En la cima del cerro

Fotografía:  Juan Carlos Mendizabal Fierro 

Desde tu amanecer impío hasta tu anochecer sombrío, tu magia embriagadora me domina. Cuando bajo temprano por la empinada cuesta que cuelga de mi puerta a comprar mi mañanera marraqueta, mil nuevas ilusiones iluminan como soles el estrecho camino hacia la centenaria tienda que solo vende pan de madrugada. Lejano y sonoro escucho el llamado de un pututo que ha adormecido para siempre el tañido añorado de las campanas del rocío. Entonces me apresuro a realizar mi compra vespertina evitando hablar con el vecino. Es la prudencia que antecede al miedo, el miedo del vecino de poder hablar conmigo.

Porque La Paz ya no es la misma. Se han apoderado de tu majestuoso imperio voces que no cantan el melancólico soplido de tu puna. Entre el adormecido Illimani y el quejumbroso Illampu no suenan más las heladas brisas cantarinas que enfriaban mis sueños pero despertaban mis días. Hoy solo se escuchan voces que gritan.

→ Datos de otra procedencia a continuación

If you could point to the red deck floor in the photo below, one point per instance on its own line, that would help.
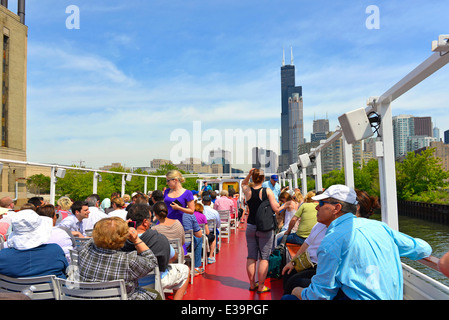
(226, 279)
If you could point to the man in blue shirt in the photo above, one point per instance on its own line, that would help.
(358, 258)
(273, 185)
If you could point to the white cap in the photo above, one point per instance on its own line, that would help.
(338, 192)
(29, 230)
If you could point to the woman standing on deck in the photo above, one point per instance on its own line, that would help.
(259, 243)
(176, 193)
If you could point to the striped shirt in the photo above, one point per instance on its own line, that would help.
(98, 264)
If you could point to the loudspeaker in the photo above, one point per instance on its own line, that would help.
(355, 125)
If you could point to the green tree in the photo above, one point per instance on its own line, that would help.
(419, 174)
(39, 183)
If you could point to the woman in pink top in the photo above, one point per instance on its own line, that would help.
(201, 218)
(224, 203)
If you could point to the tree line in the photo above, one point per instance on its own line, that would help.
(419, 177)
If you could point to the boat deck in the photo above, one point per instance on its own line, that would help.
(226, 279)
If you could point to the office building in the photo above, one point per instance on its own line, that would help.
(264, 159)
(403, 127)
(220, 158)
(292, 130)
(13, 106)
(423, 126)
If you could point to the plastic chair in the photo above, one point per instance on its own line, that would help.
(177, 245)
(225, 225)
(190, 256)
(212, 224)
(74, 290)
(43, 286)
(157, 284)
(80, 242)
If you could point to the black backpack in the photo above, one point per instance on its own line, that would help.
(265, 216)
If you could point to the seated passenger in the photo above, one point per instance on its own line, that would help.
(173, 275)
(27, 253)
(118, 208)
(358, 259)
(201, 218)
(102, 260)
(75, 221)
(59, 235)
(307, 214)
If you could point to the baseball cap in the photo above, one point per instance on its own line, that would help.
(338, 192)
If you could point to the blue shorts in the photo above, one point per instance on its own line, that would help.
(259, 243)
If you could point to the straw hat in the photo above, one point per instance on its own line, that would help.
(30, 230)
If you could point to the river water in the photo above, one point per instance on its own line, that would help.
(437, 235)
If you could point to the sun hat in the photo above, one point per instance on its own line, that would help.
(338, 192)
(3, 211)
(29, 230)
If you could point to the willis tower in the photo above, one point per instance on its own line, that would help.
(292, 127)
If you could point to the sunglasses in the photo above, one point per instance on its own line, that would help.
(322, 202)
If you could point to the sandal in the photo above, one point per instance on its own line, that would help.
(255, 288)
(266, 289)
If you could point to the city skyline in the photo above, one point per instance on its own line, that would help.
(116, 88)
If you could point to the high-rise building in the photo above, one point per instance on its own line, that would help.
(13, 106)
(222, 158)
(423, 126)
(264, 159)
(319, 130)
(436, 133)
(292, 130)
(403, 128)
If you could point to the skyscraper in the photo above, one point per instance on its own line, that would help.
(403, 128)
(292, 130)
(423, 126)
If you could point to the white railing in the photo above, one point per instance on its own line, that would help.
(58, 172)
(416, 285)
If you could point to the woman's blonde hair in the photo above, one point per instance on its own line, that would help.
(309, 195)
(175, 174)
(110, 233)
(118, 201)
(258, 176)
(298, 196)
(199, 207)
(65, 203)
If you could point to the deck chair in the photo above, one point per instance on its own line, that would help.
(212, 224)
(225, 225)
(80, 242)
(156, 284)
(190, 256)
(234, 225)
(74, 290)
(44, 289)
(177, 245)
(205, 246)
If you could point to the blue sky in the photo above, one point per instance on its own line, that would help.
(135, 73)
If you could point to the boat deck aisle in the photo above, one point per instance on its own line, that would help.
(226, 279)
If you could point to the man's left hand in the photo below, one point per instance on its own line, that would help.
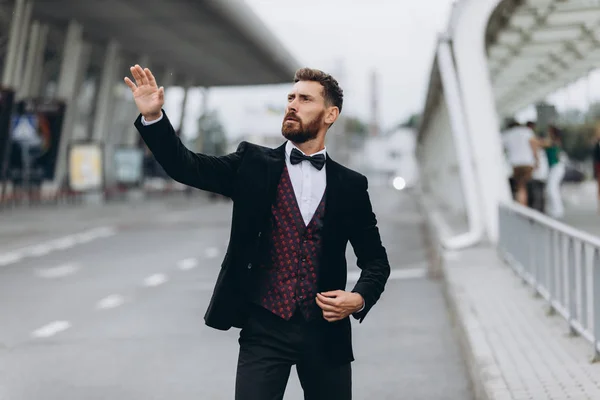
(338, 304)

Habrán transcurrido siglos o simplemente años, habrán pasado los días entre el pasado y tu presente desconcertante y emotivo, desde ancestrales culturas quizás nunca conocidas, enterradas en tus manglares congelados a cuatro mil metros de altura.

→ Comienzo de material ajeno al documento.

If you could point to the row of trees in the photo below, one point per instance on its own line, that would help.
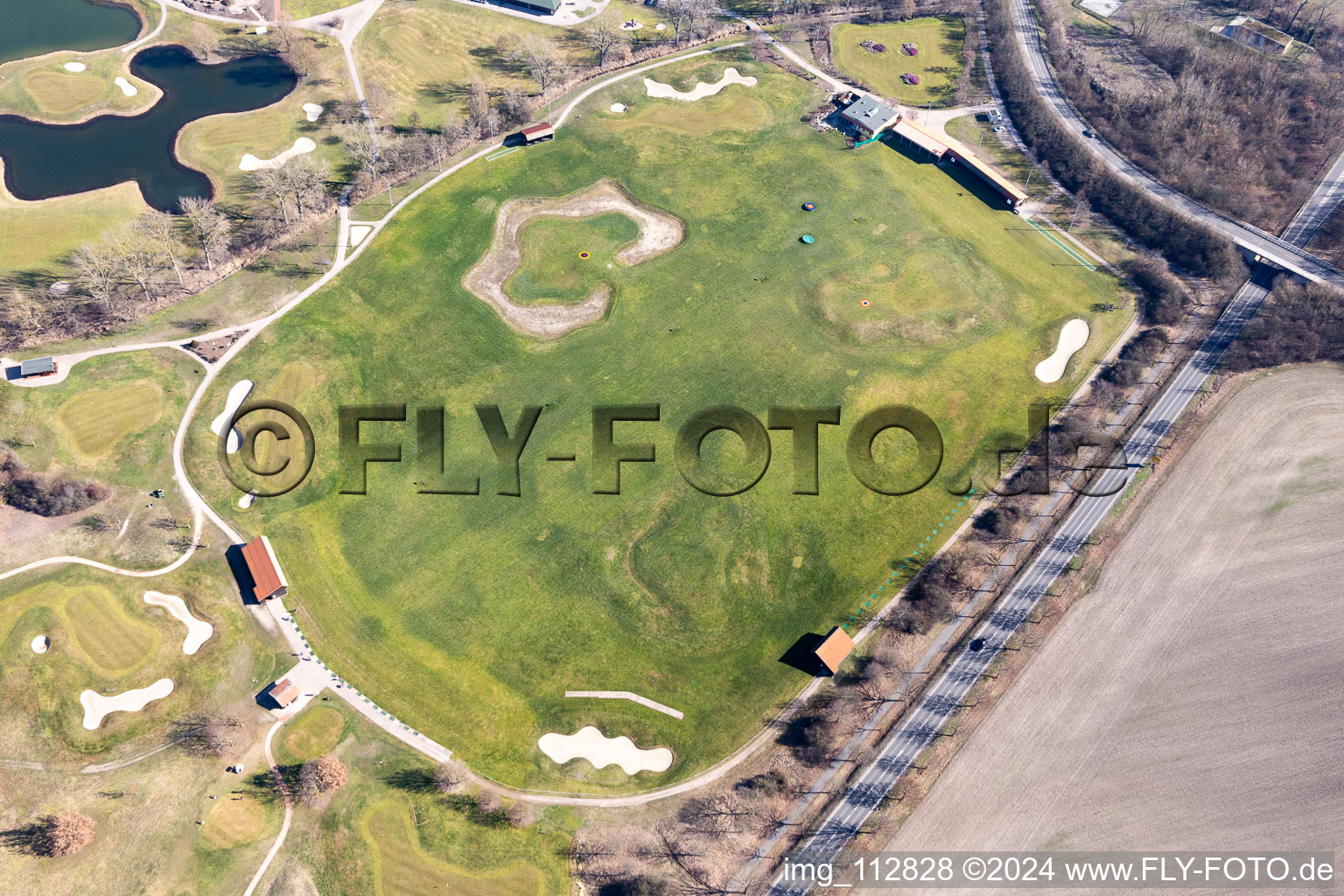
(1181, 241)
(1241, 130)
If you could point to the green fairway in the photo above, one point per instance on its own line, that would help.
(315, 732)
(937, 62)
(406, 870)
(564, 260)
(98, 418)
(471, 615)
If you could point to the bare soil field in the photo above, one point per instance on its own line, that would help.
(1191, 700)
(660, 233)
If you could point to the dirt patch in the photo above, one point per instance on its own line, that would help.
(1155, 715)
(660, 233)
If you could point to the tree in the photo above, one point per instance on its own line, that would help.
(478, 103)
(449, 777)
(208, 226)
(304, 180)
(97, 271)
(202, 40)
(602, 38)
(160, 228)
(321, 775)
(543, 60)
(67, 833)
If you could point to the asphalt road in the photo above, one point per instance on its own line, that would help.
(938, 705)
(1281, 251)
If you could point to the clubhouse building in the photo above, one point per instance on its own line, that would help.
(870, 117)
(268, 578)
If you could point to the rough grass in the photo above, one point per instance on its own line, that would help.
(551, 268)
(98, 418)
(469, 617)
(110, 421)
(938, 63)
(408, 870)
(1208, 634)
(315, 732)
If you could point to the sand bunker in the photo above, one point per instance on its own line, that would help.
(589, 743)
(98, 707)
(241, 389)
(198, 630)
(301, 145)
(1071, 338)
(358, 233)
(660, 233)
(702, 90)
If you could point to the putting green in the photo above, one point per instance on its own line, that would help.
(98, 418)
(469, 617)
(405, 870)
(562, 256)
(315, 732)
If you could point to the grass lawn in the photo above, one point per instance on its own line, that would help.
(938, 62)
(554, 269)
(426, 54)
(39, 236)
(316, 731)
(110, 421)
(469, 617)
(233, 822)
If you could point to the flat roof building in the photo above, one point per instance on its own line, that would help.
(268, 579)
(834, 649)
(870, 115)
(284, 692)
(38, 367)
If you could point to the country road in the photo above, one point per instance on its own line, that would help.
(1278, 250)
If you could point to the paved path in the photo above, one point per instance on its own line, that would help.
(1277, 250)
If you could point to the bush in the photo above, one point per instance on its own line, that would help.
(45, 494)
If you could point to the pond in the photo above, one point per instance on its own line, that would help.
(54, 160)
(34, 27)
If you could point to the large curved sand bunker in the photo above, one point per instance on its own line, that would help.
(701, 90)
(198, 630)
(660, 233)
(602, 751)
(97, 705)
(1073, 336)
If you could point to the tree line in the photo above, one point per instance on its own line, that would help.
(1184, 242)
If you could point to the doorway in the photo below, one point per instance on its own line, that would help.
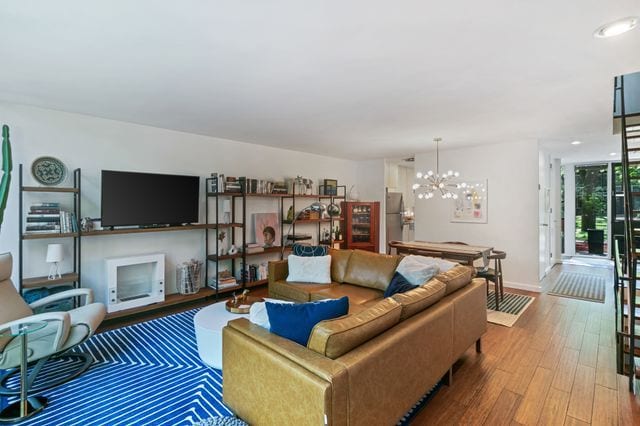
(586, 209)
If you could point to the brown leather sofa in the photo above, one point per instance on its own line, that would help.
(369, 367)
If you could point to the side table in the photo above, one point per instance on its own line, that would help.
(27, 406)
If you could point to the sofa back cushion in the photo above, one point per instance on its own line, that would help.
(372, 270)
(339, 262)
(456, 277)
(296, 320)
(419, 299)
(334, 338)
(308, 251)
(311, 269)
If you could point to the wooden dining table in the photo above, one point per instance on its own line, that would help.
(462, 253)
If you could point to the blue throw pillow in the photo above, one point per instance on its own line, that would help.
(295, 321)
(398, 284)
(309, 251)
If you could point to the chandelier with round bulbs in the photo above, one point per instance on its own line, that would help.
(430, 183)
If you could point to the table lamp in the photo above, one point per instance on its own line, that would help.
(54, 256)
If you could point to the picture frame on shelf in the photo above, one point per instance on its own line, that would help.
(330, 187)
(266, 229)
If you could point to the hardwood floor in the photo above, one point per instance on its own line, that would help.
(555, 366)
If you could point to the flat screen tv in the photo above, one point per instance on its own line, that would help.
(130, 198)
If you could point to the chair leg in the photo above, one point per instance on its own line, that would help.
(85, 359)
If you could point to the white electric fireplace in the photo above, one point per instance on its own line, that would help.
(134, 281)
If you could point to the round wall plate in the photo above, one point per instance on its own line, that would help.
(48, 171)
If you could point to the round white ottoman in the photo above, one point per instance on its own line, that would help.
(209, 323)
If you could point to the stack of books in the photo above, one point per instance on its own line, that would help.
(254, 248)
(47, 218)
(256, 272)
(279, 188)
(224, 280)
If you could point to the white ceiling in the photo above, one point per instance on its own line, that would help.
(355, 79)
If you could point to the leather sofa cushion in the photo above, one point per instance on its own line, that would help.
(13, 306)
(456, 277)
(299, 292)
(357, 295)
(334, 338)
(339, 262)
(418, 299)
(371, 270)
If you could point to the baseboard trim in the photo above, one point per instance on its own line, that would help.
(523, 286)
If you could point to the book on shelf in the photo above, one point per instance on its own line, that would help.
(41, 231)
(224, 279)
(43, 218)
(254, 248)
(44, 211)
(222, 286)
(48, 218)
(45, 206)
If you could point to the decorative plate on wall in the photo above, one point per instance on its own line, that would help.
(48, 171)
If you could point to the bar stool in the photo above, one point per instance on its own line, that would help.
(494, 275)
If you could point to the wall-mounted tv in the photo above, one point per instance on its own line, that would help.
(130, 198)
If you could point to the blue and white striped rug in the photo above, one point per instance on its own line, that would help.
(145, 374)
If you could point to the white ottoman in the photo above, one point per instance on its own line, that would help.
(209, 323)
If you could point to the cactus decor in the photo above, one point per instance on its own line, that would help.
(6, 171)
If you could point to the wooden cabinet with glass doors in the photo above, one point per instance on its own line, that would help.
(361, 222)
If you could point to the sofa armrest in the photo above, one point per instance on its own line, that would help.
(317, 364)
(278, 270)
(272, 380)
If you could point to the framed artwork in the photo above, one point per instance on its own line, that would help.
(266, 229)
(330, 187)
(472, 202)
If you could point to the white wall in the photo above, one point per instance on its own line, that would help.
(512, 173)
(93, 144)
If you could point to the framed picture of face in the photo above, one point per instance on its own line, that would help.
(266, 229)
(330, 187)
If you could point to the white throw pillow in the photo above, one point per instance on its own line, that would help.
(417, 269)
(258, 312)
(312, 269)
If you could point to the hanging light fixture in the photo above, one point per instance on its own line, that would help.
(430, 183)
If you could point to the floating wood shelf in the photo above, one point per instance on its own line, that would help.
(266, 195)
(36, 236)
(307, 196)
(45, 281)
(225, 225)
(172, 299)
(48, 189)
(299, 221)
(146, 230)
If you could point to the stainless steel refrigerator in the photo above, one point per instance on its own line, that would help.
(394, 212)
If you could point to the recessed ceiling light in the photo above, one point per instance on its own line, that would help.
(618, 27)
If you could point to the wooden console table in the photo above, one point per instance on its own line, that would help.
(461, 252)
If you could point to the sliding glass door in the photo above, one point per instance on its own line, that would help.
(591, 209)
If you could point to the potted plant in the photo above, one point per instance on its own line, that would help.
(6, 171)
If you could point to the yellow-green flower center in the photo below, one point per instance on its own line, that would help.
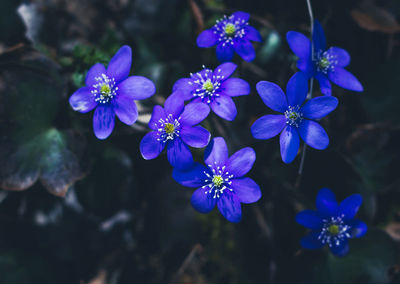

De vuelta, apeando la bolsa crujiente del desayuno y en cansino ascenso, me pregunto cómo nos permitimos llegar a este ridículo extremo. Es todo un misterio. Solo la estridencia ventosa del alarmante instrumento quiebra el silencio; un pututo indio o un indio pututo.

Me doy la vuelta cuidando de no caer en el vacío y miro desde el cerro La Paz entumecida; la hoyada enmudecida.

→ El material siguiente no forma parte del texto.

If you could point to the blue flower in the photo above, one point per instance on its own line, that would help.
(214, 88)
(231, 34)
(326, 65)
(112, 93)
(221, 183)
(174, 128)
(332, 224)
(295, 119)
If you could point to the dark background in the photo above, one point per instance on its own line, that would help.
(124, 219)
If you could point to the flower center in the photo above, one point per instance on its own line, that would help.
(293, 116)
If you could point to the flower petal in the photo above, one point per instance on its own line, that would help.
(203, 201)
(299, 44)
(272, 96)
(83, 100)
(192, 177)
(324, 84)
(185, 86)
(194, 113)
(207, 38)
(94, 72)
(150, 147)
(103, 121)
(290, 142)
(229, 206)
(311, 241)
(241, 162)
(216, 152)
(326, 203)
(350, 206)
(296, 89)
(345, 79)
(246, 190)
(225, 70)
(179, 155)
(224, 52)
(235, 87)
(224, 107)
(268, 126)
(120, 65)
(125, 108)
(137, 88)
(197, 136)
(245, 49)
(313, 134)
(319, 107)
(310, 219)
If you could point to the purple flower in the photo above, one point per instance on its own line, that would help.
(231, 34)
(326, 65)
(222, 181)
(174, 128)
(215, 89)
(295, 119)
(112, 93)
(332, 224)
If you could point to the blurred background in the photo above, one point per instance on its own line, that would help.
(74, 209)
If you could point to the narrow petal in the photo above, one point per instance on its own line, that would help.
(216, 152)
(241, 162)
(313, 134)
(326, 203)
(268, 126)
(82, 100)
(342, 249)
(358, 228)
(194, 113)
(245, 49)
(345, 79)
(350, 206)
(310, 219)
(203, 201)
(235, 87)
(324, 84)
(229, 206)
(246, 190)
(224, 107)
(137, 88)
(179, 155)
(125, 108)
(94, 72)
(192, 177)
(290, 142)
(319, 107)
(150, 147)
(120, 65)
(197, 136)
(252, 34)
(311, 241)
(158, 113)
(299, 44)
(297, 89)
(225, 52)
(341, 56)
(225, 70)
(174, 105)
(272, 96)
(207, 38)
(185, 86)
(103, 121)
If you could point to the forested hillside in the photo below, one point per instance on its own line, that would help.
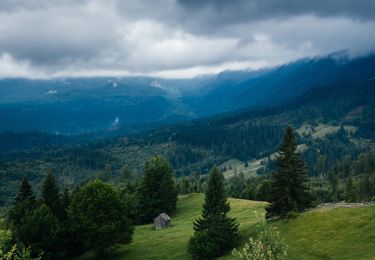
(333, 122)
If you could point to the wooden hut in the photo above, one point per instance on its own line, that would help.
(162, 221)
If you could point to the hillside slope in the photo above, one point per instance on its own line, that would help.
(344, 233)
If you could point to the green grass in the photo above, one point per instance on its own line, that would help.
(318, 234)
(343, 233)
(172, 243)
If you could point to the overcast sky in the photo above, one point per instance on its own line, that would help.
(170, 38)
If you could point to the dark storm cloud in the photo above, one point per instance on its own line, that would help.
(247, 10)
(208, 16)
(175, 37)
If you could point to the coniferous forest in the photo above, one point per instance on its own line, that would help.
(180, 129)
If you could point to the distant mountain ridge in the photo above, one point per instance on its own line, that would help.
(74, 106)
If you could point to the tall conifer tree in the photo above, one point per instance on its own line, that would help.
(157, 192)
(289, 191)
(215, 232)
(51, 195)
(24, 203)
(25, 192)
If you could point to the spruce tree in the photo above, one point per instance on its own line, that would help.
(157, 192)
(25, 192)
(24, 203)
(65, 201)
(350, 194)
(215, 232)
(51, 195)
(289, 191)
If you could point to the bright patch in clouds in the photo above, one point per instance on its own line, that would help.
(167, 38)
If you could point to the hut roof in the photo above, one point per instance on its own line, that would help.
(164, 216)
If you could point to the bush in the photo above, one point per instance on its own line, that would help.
(202, 247)
(13, 252)
(291, 215)
(267, 244)
(99, 218)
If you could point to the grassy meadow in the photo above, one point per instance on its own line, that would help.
(344, 233)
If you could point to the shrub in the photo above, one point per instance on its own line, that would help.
(202, 247)
(267, 244)
(98, 217)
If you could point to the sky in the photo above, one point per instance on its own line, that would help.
(175, 38)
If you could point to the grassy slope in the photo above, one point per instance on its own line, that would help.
(343, 233)
(171, 243)
(319, 234)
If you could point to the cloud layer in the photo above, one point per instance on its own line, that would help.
(171, 38)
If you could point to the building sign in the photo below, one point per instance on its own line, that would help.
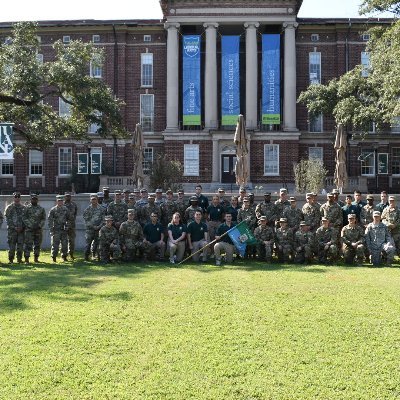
(83, 163)
(230, 93)
(271, 80)
(191, 80)
(6, 141)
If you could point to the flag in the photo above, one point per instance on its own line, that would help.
(241, 236)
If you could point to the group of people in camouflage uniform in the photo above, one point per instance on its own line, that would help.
(139, 225)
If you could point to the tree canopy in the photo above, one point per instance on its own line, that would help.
(28, 86)
(362, 96)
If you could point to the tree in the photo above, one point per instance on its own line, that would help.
(356, 100)
(28, 86)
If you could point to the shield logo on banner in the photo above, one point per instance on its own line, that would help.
(6, 144)
(192, 46)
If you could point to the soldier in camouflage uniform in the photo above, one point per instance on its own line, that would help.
(118, 210)
(378, 240)
(58, 220)
(311, 213)
(284, 241)
(71, 233)
(293, 215)
(265, 236)
(266, 208)
(391, 218)
(132, 239)
(15, 228)
(353, 241)
(109, 241)
(33, 217)
(94, 220)
(326, 239)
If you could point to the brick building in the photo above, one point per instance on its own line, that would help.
(144, 67)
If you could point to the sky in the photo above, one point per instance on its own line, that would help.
(40, 10)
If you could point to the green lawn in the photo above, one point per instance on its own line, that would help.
(247, 331)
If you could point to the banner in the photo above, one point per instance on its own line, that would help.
(6, 144)
(191, 80)
(83, 163)
(95, 160)
(241, 236)
(230, 82)
(271, 80)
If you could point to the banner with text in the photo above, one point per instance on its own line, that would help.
(6, 141)
(191, 80)
(271, 80)
(230, 93)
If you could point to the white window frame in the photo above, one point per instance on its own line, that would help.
(148, 153)
(35, 161)
(191, 160)
(147, 115)
(147, 81)
(65, 163)
(368, 164)
(314, 67)
(316, 153)
(271, 166)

Ensombrecidos entre oscuras y manchosas nubes grises , reposan durmientes el Illimani y el Illampu a lo lejos. Recostada La Paz a su regazo, ciudad por siempre amanecida, duerme apaciguada pero escucha estremecida el ruido delirante del pututo.

Pero en la cima del cerro, aún queda agazapado y límpido el cielo.